Among other things, this means the Norwalk Police Department will get all of the new vehicles it requested, BET Chairman Jim Clark said.
“We were in a landscape that is very different from what we have now, even from just a week ago,” Clark said. “… We were asking the chief ‘Would you rather have cars or no school resource officer?’ We were asking very hard questions. We don’t even like asking those questions because they are providing important services to the public. Now that we have a little more breathing room, and I will ask others to weigh in, I have no problem with honoring that request.”

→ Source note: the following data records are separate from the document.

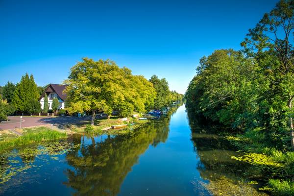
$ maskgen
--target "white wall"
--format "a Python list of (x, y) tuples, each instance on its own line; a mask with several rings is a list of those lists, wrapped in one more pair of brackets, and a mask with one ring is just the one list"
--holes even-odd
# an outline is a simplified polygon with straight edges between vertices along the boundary
[[(49, 107), (49, 109), (52, 109), (52, 103), (53, 102), (53, 98), (51, 98), (51, 95), (52, 95), (52, 98), (57, 98), (58, 96), (57, 94), (55, 92), (50, 93), (50, 94), (48, 95), (48, 104), (50, 104), (50, 107)], [(41, 108), (43, 110), (44, 109), (44, 97), (42, 98), (41, 100), (40, 100), (40, 103), (41, 103)], [(64, 109), (64, 101), (61, 101), (59, 100), (59, 105), (58, 106), (58, 109)]]

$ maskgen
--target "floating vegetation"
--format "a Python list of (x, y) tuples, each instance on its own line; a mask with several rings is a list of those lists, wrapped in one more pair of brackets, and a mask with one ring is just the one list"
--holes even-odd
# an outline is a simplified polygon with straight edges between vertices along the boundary
[(268, 196), (265, 193), (259, 192), (248, 183), (242, 181), (234, 182), (223, 176), (215, 180), (211, 180), (209, 184), (204, 186), (214, 196)]
[(239, 157), (231, 156), (231, 158), (237, 161), (245, 161), (252, 165), (262, 165), (265, 166), (282, 167), (284, 165), (274, 160), (270, 157), (262, 154), (255, 153), (245, 153)]
[(294, 196), (294, 182), (271, 179), (269, 181), (269, 184), (275, 195)]

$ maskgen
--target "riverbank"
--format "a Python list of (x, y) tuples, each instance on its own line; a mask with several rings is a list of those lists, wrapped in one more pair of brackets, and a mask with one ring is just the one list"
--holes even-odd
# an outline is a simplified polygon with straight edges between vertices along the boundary
[(18, 134), (20, 135), (8, 132), (0, 135), (0, 151), (67, 137), (66, 133), (51, 130), (45, 126), (24, 128), (21, 130), (21, 133)]
[[(267, 186), (259, 188), (276, 196), (294, 195), (294, 152), (282, 152), (269, 147), (263, 141), (264, 136), (258, 130), (249, 130), (245, 134), (220, 133), (226, 140), (241, 153), (231, 158), (245, 162), (267, 171), (264, 180)], [(256, 175), (258, 175), (256, 171)]]

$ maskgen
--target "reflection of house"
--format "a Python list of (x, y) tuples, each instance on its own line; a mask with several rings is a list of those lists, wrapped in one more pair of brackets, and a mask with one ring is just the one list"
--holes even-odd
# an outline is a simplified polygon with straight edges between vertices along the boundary
[(63, 93), (63, 90), (67, 85), (61, 84), (50, 84), (39, 98), (41, 107), (43, 110), (44, 108), (44, 96), (45, 93), (48, 96), (48, 106), (49, 109), (52, 109), (52, 103), (53, 98), (57, 98), (59, 101), (58, 109), (64, 109), (64, 101), (66, 99), (66, 94)]

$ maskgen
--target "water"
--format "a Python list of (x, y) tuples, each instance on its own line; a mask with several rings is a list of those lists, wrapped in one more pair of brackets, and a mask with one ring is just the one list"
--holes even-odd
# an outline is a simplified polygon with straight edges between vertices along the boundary
[(14, 149), (1, 155), (0, 195), (209, 196), (216, 175), (235, 180), (250, 166), (230, 158), (238, 152), (213, 127), (194, 123), (191, 131), (182, 105), (131, 134)]

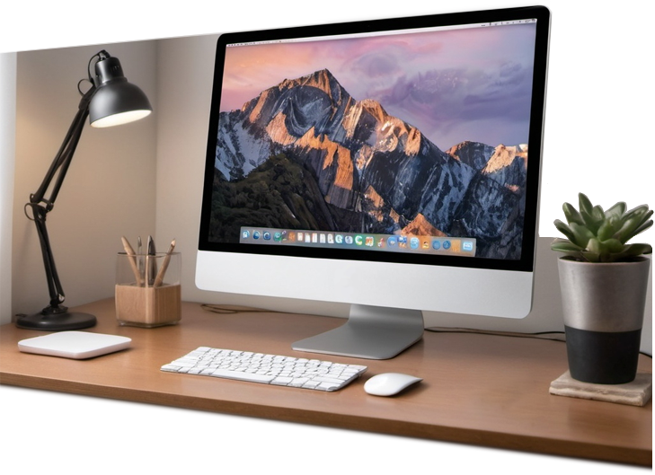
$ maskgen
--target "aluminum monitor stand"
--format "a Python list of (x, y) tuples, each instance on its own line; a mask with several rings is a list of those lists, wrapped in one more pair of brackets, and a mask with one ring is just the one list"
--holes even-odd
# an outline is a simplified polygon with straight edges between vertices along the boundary
[(422, 337), (423, 313), (420, 310), (352, 304), (346, 323), (291, 347), (311, 353), (389, 359)]

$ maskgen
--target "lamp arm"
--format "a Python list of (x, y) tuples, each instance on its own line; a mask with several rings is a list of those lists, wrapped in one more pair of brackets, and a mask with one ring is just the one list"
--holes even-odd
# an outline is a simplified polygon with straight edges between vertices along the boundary
[[(48, 229), (46, 227), (46, 216), (52, 210), (57, 196), (58, 195), (61, 185), (66, 178), (68, 166), (70, 165), (75, 148), (79, 143), (80, 136), (82, 136), (84, 121), (89, 115), (89, 102), (91, 101), (91, 98), (95, 92), (95, 86), (93, 86), (83, 95), (77, 113), (68, 128), (68, 132), (64, 138), (61, 147), (57, 153), (55, 159), (52, 161), (52, 163), (50, 164), (43, 181), (39, 187), (39, 189), (35, 193), (30, 195), (30, 202), (25, 205), (25, 215), (29, 219), (34, 221), (34, 224), (36, 224), (39, 242), (41, 247), (41, 254), (43, 255), (46, 279), (48, 280), (48, 290), (50, 295), (50, 304), (43, 309), (44, 314), (63, 313), (67, 310), (66, 307), (61, 305), (61, 303), (63, 303), (66, 300), (66, 295), (64, 294), (64, 290), (61, 286), (61, 281), (59, 280), (59, 276), (57, 272), (57, 267), (55, 266), (52, 248), (50, 246), (50, 242), (48, 237)], [(55, 177), (57, 177), (57, 180), (52, 186), (50, 195), (48, 198), (46, 198), (45, 194), (50, 188)], [(31, 216), (28, 215), (28, 207), (31, 209)]]

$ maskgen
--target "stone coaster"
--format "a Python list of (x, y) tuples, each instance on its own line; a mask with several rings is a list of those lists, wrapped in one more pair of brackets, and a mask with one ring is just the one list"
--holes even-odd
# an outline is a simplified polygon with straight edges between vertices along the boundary
[(631, 406), (645, 406), (652, 393), (652, 374), (638, 373), (634, 381), (625, 384), (595, 384), (575, 380), (567, 371), (551, 383), (550, 393)]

Norwalk Police Chief Thomas Kulhawik has requested eight new SUV’s and two used vehicles to be used by detectives, an expense of $264,300. Clark said he wanted a forecast of needed vehicle replacements over the next five years. Barron said he had drafted a schedule, not approved by Kulhawik yet, that would in six years reduce the number of years the department would keep vehicles from the current five year life expectancy to four years. Mayor Harry Rilling said keeping a police vehicle for five years reaches a point of diminishing returns, as $15,000 is spent on repairs in the last year of service. “It would be more reasonable to auction them when they still have value,” he said. SUV’s are desired because they are higher and have 4-wheel drive, he said. The other option is a Ford Taurus, which is smaller than the Crown Victorias used to be, he said.
“The all-wheel drive version of the Taurus is relatively expensive,” he said. Norwalk Police have lost a couple of vehicles due to water getting into the engines when they were driven through a flood. “This gives us a higher vehicle,” he said. “It gains access to more places, plus it’s much better in the snow.”
He also said police have a policy of giving a new vehicle easier usage for a year by assigning to a ranking officer. “You try to take the newer cars and put them into a function where they don’t get driven that much in the first year,” he said. “… This way you guarantee one year of easy driving up front.”